Specifically, how does the query time grow when using features like window functions or DISTINCT ON?
Analyze the time complexity of the following PostgreSQL query.
SELECT DISTINCT ON (category)
category,
product_name,
price,
ROW_NUMBER() OVER (PARTITION BY category ORDER BY price DESC) AS rank
FROM products
ORDER BY category, price DESC;
This query selects the most expensive product per category using DISTINCT ON and a window function.
Look for repeated actions in the query execution.
- Primary operation: Scanning all rows in the products table.
- How many times: Once for the scan, then sorting and partitioning by category for the window function and DISTINCT ON.
As the number of products grows, the query must process more rows and sort them.
| Input Size (n) | Approx.

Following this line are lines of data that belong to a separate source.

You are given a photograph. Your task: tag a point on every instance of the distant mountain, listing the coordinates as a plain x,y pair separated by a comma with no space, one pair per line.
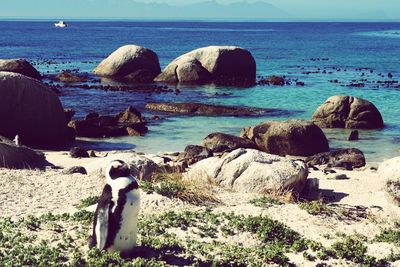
133,9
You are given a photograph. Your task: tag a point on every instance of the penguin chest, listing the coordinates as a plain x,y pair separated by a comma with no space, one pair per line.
125,238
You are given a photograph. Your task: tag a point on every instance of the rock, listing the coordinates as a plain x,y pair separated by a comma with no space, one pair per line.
311,189
32,111
131,62
353,136
205,109
292,137
20,66
352,157
92,115
69,114
130,115
220,64
141,166
348,112
337,177
77,152
128,122
132,132
275,80
389,170
185,69
249,170
68,77
193,154
20,157
76,169
220,142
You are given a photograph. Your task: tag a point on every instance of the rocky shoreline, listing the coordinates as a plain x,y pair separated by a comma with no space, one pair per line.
271,160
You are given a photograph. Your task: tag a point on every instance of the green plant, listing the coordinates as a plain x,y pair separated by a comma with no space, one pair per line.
266,202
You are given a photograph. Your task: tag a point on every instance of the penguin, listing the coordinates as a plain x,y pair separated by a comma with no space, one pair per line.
17,141
116,215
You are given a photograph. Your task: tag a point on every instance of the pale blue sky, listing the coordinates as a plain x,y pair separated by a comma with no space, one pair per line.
296,9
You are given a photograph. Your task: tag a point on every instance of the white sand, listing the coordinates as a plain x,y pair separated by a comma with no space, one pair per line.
34,192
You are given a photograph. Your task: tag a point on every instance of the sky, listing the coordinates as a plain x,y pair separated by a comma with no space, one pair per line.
389,9
288,9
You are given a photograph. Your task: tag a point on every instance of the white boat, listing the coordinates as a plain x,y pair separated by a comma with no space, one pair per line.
60,24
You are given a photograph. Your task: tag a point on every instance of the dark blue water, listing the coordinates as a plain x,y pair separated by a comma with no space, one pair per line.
279,48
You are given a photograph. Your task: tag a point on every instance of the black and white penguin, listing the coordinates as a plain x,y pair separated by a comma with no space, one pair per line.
116,216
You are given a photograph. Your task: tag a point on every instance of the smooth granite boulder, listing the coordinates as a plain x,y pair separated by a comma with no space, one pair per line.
352,157
292,137
193,154
130,62
220,142
31,110
220,64
348,112
390,171
249,170
129,122
20,66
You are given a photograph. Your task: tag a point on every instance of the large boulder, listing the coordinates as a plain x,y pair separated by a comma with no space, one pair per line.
249,170
348,157
292,137
20,157
220,64
220,142
130,62
389,170
31,110
128,122
193,154
348,112
20,66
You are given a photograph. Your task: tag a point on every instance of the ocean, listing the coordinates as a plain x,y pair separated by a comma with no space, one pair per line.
314,53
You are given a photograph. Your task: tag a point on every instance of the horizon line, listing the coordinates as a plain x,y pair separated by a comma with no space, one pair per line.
178,19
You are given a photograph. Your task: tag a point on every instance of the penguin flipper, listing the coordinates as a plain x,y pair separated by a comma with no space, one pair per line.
102,218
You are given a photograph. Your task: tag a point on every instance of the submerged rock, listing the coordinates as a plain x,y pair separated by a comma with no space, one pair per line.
130,62
348,112
77,152
20,66
206,109
220,64
128,122
353,136
32,111
220,142
352,157
292,137
390,171
69,77
249,170
193,154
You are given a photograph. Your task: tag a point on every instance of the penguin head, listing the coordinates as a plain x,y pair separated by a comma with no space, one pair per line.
117,169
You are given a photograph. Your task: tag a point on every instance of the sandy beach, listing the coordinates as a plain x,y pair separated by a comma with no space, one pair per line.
357,205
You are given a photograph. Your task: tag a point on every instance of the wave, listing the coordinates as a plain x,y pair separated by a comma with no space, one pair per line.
382,34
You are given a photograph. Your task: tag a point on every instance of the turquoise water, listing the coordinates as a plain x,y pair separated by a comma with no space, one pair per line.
314,53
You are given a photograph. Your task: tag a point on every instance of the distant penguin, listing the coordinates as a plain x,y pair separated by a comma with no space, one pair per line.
116,216
16,140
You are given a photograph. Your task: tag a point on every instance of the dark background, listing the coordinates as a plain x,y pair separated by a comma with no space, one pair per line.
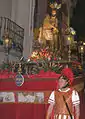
78,20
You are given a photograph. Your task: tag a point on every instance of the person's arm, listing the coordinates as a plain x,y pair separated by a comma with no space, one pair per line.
76,104
49,111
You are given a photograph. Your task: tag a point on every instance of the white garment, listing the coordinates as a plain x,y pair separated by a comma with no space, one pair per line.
75,101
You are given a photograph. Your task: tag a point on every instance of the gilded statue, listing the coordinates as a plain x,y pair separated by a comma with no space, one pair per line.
48,35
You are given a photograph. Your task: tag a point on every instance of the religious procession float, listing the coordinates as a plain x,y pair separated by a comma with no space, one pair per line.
54,48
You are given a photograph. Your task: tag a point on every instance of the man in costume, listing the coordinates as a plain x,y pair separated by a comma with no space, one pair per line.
64,102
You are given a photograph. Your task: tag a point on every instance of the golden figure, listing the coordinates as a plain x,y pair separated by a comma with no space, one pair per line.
48,35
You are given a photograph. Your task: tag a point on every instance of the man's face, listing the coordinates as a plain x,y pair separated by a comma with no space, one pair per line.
62,82
53,12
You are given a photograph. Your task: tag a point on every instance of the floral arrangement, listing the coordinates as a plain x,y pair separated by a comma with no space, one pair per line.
52,61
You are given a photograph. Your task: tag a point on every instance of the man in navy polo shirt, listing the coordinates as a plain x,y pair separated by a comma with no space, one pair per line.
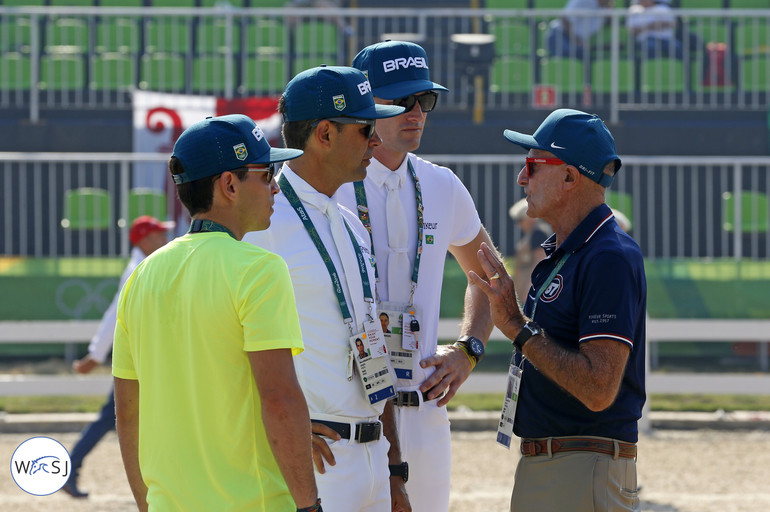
580,339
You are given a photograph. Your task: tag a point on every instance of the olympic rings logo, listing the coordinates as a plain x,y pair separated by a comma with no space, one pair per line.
75,298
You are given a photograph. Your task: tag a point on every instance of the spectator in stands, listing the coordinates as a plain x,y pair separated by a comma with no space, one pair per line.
147,234
570,35
653,24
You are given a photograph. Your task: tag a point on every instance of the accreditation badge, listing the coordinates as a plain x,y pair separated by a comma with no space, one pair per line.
374,372
391,317
505,428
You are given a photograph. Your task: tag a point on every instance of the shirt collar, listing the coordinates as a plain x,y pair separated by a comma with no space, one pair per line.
378,173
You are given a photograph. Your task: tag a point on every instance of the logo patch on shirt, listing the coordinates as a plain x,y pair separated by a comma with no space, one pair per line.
554,289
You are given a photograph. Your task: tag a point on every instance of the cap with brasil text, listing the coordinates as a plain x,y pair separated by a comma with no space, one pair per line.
579,139
332,91
224,143
396,69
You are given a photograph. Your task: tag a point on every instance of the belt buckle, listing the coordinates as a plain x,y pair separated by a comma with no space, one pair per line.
368,432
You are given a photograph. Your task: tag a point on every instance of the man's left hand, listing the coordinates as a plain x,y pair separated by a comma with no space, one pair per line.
452,369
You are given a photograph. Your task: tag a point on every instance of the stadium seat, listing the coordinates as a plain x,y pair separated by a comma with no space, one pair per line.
511,74
87,208
112,71
146,201
754,212
662,75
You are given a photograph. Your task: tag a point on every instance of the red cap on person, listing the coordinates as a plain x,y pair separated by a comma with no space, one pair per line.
144,225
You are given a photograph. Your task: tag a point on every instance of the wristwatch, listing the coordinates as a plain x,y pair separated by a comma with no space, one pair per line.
473,347
401,470
530,329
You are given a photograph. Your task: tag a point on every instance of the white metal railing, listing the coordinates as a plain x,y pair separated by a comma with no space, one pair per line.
680,207
92,57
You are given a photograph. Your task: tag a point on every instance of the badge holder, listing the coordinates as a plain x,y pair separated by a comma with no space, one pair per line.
508,414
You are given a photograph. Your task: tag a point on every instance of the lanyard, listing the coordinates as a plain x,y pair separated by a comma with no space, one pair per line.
551,277
295,202
208,226
363,215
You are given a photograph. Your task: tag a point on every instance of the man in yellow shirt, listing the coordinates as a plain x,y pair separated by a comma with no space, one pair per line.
210,415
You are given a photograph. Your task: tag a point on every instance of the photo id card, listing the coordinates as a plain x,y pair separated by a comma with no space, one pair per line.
391,320
505,428
375,375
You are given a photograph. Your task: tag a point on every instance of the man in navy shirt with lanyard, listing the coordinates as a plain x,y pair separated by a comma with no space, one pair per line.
578,368
416,212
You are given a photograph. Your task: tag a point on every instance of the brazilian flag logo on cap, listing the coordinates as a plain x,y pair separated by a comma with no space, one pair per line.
240,151
339,102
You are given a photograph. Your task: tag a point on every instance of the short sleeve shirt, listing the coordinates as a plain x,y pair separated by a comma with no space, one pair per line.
600,293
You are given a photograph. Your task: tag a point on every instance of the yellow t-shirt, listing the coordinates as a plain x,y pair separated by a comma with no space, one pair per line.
187,317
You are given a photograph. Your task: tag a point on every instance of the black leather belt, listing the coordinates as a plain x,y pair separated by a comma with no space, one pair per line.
365,432
412,399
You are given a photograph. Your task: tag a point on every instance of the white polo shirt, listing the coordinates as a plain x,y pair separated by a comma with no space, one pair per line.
322,367
449,218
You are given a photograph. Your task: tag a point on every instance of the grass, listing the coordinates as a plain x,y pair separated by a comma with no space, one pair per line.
474,402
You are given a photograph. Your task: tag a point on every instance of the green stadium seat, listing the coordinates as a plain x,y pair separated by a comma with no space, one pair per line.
754,212
162,72
662,75
146,201
601,76
112,71
87,208
264,74
511,74
15,71
210,73
755,74
62,72
567,75
117,35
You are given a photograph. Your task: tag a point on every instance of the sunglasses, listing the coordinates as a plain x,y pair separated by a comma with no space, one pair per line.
427,101
369,133
270,169
548,161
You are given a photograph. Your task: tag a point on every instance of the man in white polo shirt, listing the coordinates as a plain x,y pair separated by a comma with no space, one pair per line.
417,211
330,113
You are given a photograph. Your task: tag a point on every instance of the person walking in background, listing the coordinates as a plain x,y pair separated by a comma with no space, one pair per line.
528,251
580,340
147,234
210,415
403,203
329,112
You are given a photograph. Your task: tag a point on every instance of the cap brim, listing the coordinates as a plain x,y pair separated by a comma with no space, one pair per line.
377,112
402,89
279,155
522,139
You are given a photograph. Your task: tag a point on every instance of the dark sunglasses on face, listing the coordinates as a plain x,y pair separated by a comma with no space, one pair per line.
370,123
427,101
548,161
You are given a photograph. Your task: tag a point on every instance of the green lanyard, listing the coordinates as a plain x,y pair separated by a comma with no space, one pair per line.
363,215
548,281
295,202
208,226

Operations |
|---|---|
| 10 | About 10 rows scanned and sorted |
| 100 | About 100 rows scanned and sorted |
| 1000 | About 1000 rows scanned and sorted |
Pattern observation: The work grows roughly in proportion to the number of rows because sorting and partitioning happen on all rows.
Time Complexity: O(n log n)
This means the time grows a bit faster than the number of rows because sorting is involved.
[X] Wrong: "Using DISTINCT ON or window functions makes the query run in constant time regardless of data size."
[OK] Correct: These features still require scanning and sorting the data, so the time grows with the number of rows.
Understanding how PostgreSQL-specific features affect query time helps you explain your choices clearly and shows you know how databases handle data behind the scenes.
"What if we added an index on the category column? How would that change the time complexity?"